С каждым словом я был согласен! Одного воспоминания о том, как пальцы Тео касались моей Пенелопы, хватило, чтобы я без колебаний сдернул крестик, и он прощально блеснул на солнце, прежде чем исчезнуть в кустах.
– Ты чувствуешь облегчение? Чувствуешь, как расправились твои плечи, как полнится воздухом грудь?
О да, я чувствовал – пьянящее ощущение, будто с головы сдернули пыльный мешок, позволив вдохнуть полной грудью соленый запах моря и окинуть взглядом бескрайний голубой простор.
Глаза Палемона под косматыми бровями замерцали ярче.
– Так и должно быть. Ведь у тебя его глаза… Ты готов вознести жертву? Готов взять то, что твое по праву?
Мама нежилась в шезлонге, подставляя лицо вечернему бризу. Рядом, с бокалом узо в руке, стоял ее кавалер.
– Нам надо поговорить, – выпалил я, не обращая на него внимания. Мама томно потянулась.
– Этьен, mon chou, оставишь нас ненадолго?
Француз бросил на меня загнанный взгляд – не иначе решил, что я собираюсь поднять вопрос о его политических пристрастиях.
– Бокал оставь, – беспощадно добавила мама.
– Что случилось с отцом? – спросил я, когда мы остались наедине.
– Разве я не говорила тебе?
– Ты говорила правду?
– Что за вопросы? – вскинулась мама, и будь я проклят, если в ее голосе не звучал с трудом скрываемый страх. – Видит Бог, здесь хватает сплетников, но…
– Почему ты так нервничаешь?
Мама залпом осушила бокал.

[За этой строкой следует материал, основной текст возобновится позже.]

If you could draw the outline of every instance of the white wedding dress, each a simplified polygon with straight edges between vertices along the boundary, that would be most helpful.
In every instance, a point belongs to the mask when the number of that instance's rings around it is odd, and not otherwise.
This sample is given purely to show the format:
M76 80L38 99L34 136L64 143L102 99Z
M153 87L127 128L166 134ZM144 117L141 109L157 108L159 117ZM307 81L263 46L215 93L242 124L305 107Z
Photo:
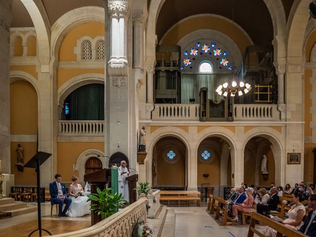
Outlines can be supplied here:
M73 187L72 193L77 194L80 191L80 187ZM71 205L68 209L68 216L69 217L79 217L80 216L91 213L90 204L91 201L87 202L88 198L86 196L79 196L75 198L70 196L71 198Z

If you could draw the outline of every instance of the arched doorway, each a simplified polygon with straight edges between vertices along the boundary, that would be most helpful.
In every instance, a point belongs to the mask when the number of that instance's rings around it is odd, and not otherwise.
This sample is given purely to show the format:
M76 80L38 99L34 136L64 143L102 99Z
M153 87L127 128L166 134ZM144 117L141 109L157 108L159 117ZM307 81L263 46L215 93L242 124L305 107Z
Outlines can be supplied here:
M85 174L102 169L102 162L97 157L90 157L84 165Z
M187 148L179 138L159 140L153 150L153 187L184 189L187 186Z

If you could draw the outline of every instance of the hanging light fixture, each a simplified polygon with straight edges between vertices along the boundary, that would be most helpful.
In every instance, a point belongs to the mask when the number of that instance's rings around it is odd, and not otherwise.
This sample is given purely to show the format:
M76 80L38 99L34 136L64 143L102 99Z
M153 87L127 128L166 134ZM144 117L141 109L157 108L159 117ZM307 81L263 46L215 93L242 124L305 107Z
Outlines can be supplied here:
M235 22L234 20L234 1L233 1L233 22ZM234 56L234 39L233 39L233 56ZM235 60L233 61L233 66L232 67L233 76L230 78L228 81L224 82L223 84L218 86L215 91L220 95L224 96L234 97L236 93L239 96L247 94L252 89L250 84L246 83L244 81L238 78L235 74L236 66L235 66Z

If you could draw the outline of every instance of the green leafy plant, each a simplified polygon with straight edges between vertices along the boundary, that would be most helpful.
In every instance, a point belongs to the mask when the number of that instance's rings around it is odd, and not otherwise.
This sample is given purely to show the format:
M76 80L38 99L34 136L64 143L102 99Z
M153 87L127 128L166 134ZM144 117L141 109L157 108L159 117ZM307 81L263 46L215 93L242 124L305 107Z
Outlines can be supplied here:
M148 194L148 192L151 190L149 187L150 183L148 182L146 183L138 183L139 187L135 187L134 189L137 190L138 195L140 195L141 194L145 194L145 195Z
M87 201L95 201L98 203L91 203L90 210L95 211L98 215L101 215L101 219L104 220L111 215L117 212L119 206L124 204L129 204L128 201L121 199L122 194L113 194L112 189L104 189L101 191L97 188L97 194L88 195L89 199Z

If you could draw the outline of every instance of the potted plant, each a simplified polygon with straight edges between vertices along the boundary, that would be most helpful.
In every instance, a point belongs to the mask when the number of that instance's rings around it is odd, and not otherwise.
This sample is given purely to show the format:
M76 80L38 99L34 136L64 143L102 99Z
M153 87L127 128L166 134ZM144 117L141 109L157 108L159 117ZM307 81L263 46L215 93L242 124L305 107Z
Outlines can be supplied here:
M101 220L104 220L111 215L117 212L119 206L124 204L129 204L128 201L121 199L122 194L113 194L112 189L104 189L101 191L97 188L97 194L88 195L89 199L87 201L95 201L97 203L91 203L90 210L97 212L98 215L101 215Z
M149 187L149 185L150 184L148 182L146 183L138 183L139 184L139 187L135 187L134 189L137 190L137 193L138 193L138 196L141 195L141 194L145 194L146 196L147 196L148 194L148 192L151 190L151 188Z

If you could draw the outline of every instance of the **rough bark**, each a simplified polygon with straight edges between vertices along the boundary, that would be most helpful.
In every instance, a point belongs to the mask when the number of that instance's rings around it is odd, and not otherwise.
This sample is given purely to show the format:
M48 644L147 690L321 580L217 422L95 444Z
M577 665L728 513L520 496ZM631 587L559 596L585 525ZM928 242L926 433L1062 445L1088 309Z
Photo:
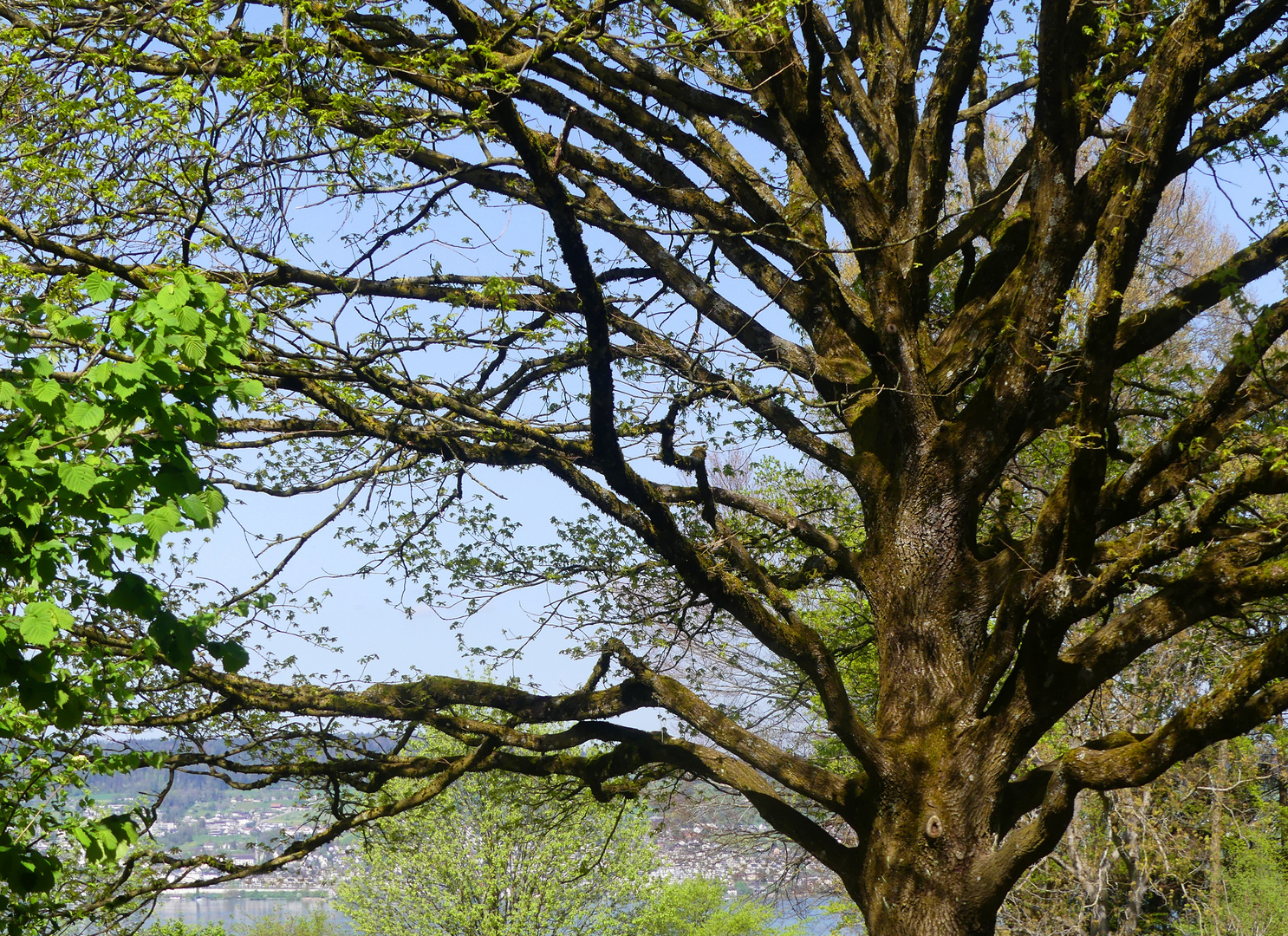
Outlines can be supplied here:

Помолчала, дробно перекатывая во рту кубики льда.
– Почему я нервничаю? – Она улеглась на живот. – Смажь-ка мне спину, там прочтешь ответ на свой вопрос.
Я покраснел, вспомнив Тео и Пенелопу, но безропотно взял флакон и стал втирать масло в мамину кожу – туда, где белел шрам в виде греческих букв «сигма» и «альфа».
– Стефан Апостолиди, на случай, если ты забыл, – сказала мама. – Он сделал это ножом. Чтобы любой мужчина, который меня коснется, сразу понял, кому я принадлежу. Барышню без Родины, влюбившуюся на отдыхе в греческого геркулеса, жизнь к такому не подготовила…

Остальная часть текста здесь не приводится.